Williams Cos. on Thursday posted a $1.26 billion loss for 3Q2010, which it blamed partly on significant impairment charges related to its Barnett Shale properties. The losses were a turnaround from the year-ago period when the Tulsa-based company had profits of $143 million (24 cents).

The latest quarter’s losses all were within the Exploration & Production (E&P) segment, including pretax charges of about $1 billion for a goodwill impairment, as well as a $678 million loss related to proved and unproved gas properties that are primarily in the Barnett play.
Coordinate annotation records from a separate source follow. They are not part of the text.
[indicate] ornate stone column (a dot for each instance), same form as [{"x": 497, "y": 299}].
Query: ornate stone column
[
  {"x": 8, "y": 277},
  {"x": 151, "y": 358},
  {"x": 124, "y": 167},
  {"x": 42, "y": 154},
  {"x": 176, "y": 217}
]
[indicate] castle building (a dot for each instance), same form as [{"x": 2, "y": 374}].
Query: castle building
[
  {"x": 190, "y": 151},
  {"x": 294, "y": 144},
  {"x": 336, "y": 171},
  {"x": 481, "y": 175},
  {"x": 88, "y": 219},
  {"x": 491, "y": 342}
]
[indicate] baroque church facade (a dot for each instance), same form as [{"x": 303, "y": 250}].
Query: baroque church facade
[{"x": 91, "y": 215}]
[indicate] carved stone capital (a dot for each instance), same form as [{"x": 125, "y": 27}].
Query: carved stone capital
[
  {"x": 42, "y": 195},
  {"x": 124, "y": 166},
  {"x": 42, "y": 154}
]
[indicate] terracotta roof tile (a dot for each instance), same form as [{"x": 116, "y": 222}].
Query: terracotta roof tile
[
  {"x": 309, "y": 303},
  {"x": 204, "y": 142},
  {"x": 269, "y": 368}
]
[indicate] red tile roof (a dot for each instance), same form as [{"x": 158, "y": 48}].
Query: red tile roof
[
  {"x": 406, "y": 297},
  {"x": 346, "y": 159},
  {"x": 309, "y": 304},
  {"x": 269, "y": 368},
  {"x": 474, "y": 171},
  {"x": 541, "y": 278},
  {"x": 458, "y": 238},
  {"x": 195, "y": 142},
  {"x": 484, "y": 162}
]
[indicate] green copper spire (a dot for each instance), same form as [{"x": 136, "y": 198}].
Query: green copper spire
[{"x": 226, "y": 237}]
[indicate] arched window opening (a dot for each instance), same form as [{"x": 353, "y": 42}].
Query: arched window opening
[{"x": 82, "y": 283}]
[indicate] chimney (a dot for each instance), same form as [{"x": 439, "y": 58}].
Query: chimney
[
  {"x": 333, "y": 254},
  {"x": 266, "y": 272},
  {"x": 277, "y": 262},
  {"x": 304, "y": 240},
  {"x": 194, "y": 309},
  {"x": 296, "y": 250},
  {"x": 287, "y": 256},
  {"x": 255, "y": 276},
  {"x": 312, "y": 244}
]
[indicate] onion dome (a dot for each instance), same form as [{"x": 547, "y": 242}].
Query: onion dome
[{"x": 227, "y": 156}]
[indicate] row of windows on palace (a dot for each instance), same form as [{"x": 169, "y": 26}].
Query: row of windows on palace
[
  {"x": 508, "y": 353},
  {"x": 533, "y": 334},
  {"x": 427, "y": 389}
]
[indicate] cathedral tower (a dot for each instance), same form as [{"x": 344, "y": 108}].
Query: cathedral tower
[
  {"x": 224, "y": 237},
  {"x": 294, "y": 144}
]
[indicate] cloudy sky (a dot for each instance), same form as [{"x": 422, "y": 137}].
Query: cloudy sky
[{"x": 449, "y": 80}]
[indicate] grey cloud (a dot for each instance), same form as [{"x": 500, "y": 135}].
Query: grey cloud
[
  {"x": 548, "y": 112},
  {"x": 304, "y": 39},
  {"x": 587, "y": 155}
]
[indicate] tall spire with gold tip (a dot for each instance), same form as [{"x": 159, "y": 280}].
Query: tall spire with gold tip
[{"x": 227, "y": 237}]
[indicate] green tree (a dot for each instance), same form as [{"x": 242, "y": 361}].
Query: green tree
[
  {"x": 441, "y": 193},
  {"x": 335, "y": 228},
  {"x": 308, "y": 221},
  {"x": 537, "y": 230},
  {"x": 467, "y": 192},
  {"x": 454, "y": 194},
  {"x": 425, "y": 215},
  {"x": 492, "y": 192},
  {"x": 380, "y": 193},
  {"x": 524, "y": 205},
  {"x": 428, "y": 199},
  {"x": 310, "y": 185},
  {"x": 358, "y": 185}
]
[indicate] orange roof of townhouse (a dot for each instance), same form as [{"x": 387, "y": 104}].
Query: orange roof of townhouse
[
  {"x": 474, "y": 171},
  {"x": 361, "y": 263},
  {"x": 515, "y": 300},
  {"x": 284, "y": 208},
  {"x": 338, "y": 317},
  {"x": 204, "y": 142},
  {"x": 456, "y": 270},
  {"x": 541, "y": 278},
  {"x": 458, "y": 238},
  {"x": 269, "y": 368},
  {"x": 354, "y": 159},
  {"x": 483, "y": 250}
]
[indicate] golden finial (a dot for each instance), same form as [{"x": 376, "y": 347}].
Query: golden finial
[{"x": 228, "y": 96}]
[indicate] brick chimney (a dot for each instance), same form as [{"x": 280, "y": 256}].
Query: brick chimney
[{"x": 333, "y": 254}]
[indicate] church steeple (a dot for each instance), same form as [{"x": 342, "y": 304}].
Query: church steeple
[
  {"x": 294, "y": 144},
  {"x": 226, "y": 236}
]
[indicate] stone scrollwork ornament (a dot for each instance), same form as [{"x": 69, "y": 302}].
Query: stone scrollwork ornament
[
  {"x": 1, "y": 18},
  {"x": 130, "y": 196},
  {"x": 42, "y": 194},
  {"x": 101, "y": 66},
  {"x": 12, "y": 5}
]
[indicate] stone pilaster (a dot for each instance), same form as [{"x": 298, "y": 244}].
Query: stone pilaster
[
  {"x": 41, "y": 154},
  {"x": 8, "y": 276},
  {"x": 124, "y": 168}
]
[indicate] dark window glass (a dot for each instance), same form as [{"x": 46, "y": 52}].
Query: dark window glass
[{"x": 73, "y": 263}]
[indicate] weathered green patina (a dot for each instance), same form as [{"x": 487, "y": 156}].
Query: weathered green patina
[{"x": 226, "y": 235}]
In 3Q2009 Williams reported $100 million in profits from the E&P segment.

Despite the earnings losses in the quarter, the company’s total production in 3Q2010 was 2% higher sequentially from 2Q2010. In the Piceance Basin quarterly production was down 2% to 682 MMcfe/d from 697 MMcfe/d in the year-ago period, but it rose 5% sequentially. Powder River Basin output rose 6% year/year to 237 MMcfe/d from 224 MMcfe/d and was up 4% sequentially.

Williams’ E&P unit includes natural gas production and development in the Rocky Mountains, San Juan Basin, Barnett Shale, Marcellus Shale. and oil and gas development in South America.

The segment’s losses in the quarter mostly was attributed to a write-down in Barnett Shale assets. On an adjusted basis, the losses, said Williams were “due primarily to higher exploration expenses associated with the company’s activities in the Paradox Basin and higher operating taxes.” The charges were offset in part by higher net realized average prices for natural gas.

Williams’ net realized average price for U.S. production, including hedging gains, was $4.35/Mcfe in 3Q2010, which was 4% higher than in the year-ago period when it received $4.18/Mcfe.

In September both Williams Cos. and the partnership reduced earnings forecasts and planned capital spending through 2012 to reflect lower expected gas prices and natural gas liquids margins (see Daily GPI, Sept. 17). Williams has been hit partly because of its restructuring charges in the past few months as it works to simplify its businesses and focus on E&P over midstream operations.

In light of its restructuring, it appeared to come as no surprise to analysts that Williams agreed to sell the Piceance Basin midstream operations to Williams Partners for $782 million. The partnership’s total consideration for the assets is to include $702 million in cash and $80 million in partnership units. The assets include the Parachute Plant Complex, three other treating facilities with a combined processing capacity of 1.2 Bcf/d, and a gathering system with 150 miles of pipeline.

More than 3,300 wells are connected to the gathering system in Colorado, including pipelines that are up to 30 inches in diameter. The transaction also includes a life-of-lease dedication from the E&P segment.

“We continue to project steady earnings growth and seize opportunities to expand our businesses,” said CEO Steve Malcolm said. “For example, the drop-down transaction that we announced…provides attractive fee-based growth for Williams Partners while providing Williams with additional cash.”

For the final three months of this year gas production volumes are forecast to be higher than in 4Q2009, Williams said. Overall average annual daily production for 2010 is expected to be consistent with 2009 volumes. Additionally, Williams said average annual daily production at its midpoint is forecast to increase by 3% in 2011 and 7% in 2012.